Now, I don’t mean a culture that existed before writing, or one that was isolated from other literate cultures so that there was no one to keep the memory once the culture disappeared. Nope. This happened in the heart of the civilized world of antiquity, near the homelands of more famous groups like the Hittites and the Assyrians.
This culture’s name was Urartu.
We don’t know all that much about them, but they lived in the Iron Age, from the mid-800s BC to about 600BC. They had their own pantheon of deities, their own writing system, and a unified monarchy. Their territory included parts of what are today Turkey, Armenia, Georgia, Azerbaijan, Iran, and Iraq. For a while, they were one of the main military rivals of the Assyrians.
We don’t know exactly how Urartu fell, though we know they suffered raids and military defeats toward the end. What’s unusual is that within a few hundred years of Urartu’s demise, the people of the region had more-or-less forgotten that it had ever existed. Sure, the ruins of Urartu’s cities and fortresses were still there, but they were believed to be Assyrian ruins. There were inscriptions, but no one could read them. The people and culture of Urartu almost certainly contributed to the formation of the Armenian people, but to what extent is not known. The history of Urartu was not transmitted into the legends and histories of the Armenian people, at least in any easily recognizable way. While Urartu is mentioned in some contemporary sources (it’s the kingdom of Ararat in the Bible, for example), those references meant nothing to later readers.

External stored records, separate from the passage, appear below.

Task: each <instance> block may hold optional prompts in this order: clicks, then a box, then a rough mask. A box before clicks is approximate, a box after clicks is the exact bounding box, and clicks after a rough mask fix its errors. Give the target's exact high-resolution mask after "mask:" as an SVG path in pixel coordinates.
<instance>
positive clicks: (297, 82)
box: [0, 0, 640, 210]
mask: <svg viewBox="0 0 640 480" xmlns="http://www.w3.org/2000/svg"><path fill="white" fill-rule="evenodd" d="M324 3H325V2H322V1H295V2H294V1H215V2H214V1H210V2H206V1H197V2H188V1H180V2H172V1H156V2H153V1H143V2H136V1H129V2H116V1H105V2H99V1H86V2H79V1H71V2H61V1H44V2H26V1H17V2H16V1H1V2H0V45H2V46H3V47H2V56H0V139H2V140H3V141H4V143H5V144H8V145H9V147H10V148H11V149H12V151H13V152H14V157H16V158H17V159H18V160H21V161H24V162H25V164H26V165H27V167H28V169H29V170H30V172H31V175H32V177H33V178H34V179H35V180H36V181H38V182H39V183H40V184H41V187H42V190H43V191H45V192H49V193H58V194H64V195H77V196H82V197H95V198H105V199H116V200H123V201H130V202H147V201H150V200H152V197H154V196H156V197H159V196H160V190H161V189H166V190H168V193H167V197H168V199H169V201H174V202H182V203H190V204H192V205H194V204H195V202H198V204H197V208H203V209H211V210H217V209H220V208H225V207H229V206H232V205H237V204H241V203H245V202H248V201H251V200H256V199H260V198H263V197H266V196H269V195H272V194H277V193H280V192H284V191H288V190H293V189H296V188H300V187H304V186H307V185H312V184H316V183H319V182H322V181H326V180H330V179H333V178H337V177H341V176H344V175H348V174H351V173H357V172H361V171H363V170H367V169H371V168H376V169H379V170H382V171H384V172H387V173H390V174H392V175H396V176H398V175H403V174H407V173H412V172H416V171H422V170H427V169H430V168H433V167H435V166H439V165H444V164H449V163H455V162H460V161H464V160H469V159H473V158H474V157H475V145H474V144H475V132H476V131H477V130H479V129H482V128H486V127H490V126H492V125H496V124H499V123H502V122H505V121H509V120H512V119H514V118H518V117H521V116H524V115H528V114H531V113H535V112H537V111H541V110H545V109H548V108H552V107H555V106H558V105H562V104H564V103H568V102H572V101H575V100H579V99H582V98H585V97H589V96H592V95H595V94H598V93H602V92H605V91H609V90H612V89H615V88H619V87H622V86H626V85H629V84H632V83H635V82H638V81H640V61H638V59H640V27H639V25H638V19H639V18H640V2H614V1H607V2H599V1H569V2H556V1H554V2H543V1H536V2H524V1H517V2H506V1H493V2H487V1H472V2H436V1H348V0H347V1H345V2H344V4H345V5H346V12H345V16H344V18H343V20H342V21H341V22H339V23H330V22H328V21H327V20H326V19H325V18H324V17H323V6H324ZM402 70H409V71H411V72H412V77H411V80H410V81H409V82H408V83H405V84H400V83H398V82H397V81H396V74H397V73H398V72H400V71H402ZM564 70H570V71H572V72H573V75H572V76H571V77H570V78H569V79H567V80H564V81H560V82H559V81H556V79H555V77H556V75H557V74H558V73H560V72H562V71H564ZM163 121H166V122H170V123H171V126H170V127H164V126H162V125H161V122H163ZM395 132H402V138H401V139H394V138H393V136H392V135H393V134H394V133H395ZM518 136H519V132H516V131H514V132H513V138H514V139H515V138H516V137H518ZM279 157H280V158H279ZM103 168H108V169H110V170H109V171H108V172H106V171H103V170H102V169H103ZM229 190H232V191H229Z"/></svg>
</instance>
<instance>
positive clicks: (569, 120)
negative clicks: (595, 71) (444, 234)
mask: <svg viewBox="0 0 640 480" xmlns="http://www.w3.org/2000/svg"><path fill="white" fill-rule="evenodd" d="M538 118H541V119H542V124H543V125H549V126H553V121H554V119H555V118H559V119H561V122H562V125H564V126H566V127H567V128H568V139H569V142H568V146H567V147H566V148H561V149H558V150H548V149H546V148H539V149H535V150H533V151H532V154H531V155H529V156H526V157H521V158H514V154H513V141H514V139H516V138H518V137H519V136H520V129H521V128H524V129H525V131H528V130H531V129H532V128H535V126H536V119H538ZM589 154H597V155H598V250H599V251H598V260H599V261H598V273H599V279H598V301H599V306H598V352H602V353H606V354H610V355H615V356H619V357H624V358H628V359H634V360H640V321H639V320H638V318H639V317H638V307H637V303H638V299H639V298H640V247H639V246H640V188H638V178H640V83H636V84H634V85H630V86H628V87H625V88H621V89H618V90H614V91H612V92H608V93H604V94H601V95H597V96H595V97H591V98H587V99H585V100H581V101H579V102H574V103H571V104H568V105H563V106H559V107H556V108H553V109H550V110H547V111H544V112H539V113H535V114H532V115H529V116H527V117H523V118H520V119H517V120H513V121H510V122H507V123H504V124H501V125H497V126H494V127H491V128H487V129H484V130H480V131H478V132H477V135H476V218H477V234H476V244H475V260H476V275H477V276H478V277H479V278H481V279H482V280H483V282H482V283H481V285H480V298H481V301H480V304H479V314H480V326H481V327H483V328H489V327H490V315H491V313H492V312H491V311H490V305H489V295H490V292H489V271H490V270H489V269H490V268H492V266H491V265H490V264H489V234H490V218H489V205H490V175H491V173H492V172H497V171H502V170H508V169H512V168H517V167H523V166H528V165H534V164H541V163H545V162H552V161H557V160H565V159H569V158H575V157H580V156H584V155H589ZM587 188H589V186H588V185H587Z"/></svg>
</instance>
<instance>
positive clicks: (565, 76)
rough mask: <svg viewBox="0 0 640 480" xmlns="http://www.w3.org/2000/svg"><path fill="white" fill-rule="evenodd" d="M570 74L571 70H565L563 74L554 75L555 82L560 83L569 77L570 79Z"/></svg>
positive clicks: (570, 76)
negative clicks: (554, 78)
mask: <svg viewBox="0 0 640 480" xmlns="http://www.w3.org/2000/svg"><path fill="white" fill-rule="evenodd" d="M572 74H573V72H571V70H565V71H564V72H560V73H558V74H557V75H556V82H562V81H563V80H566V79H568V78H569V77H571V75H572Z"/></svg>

The area formerly covered by Urartu was not exactly a stable region in the subsequent centuries. It was a border region between rival civilizations like the Persians, the Greeks, and the Romans, with waves of invaders from the Central Asian steppes periodically sweeping through on their way southward. This fact almost certainly contributed to the loss of historical memory.
It wasn’t until the 1800s when archaeologists rediscovered the existence of Urartu. Even then, studying them was difficult, as the main archeological sites were in dangerously lawless areas – two of the early expeditions were wiped out by local Kurds.
One other interesting fact: a lot of what we do know about Urartu comes not from their own records (mostly inscriptions on monuments) but from the records of their enemies, the Assyrians. The Assyrian royal archives, unearthed in the 1800s, included years’ worth of reports from Assyrian spies sent to report on Urartu.
So there’s an ancient civilization for which most of our historical knowledge comes from intelligence reports.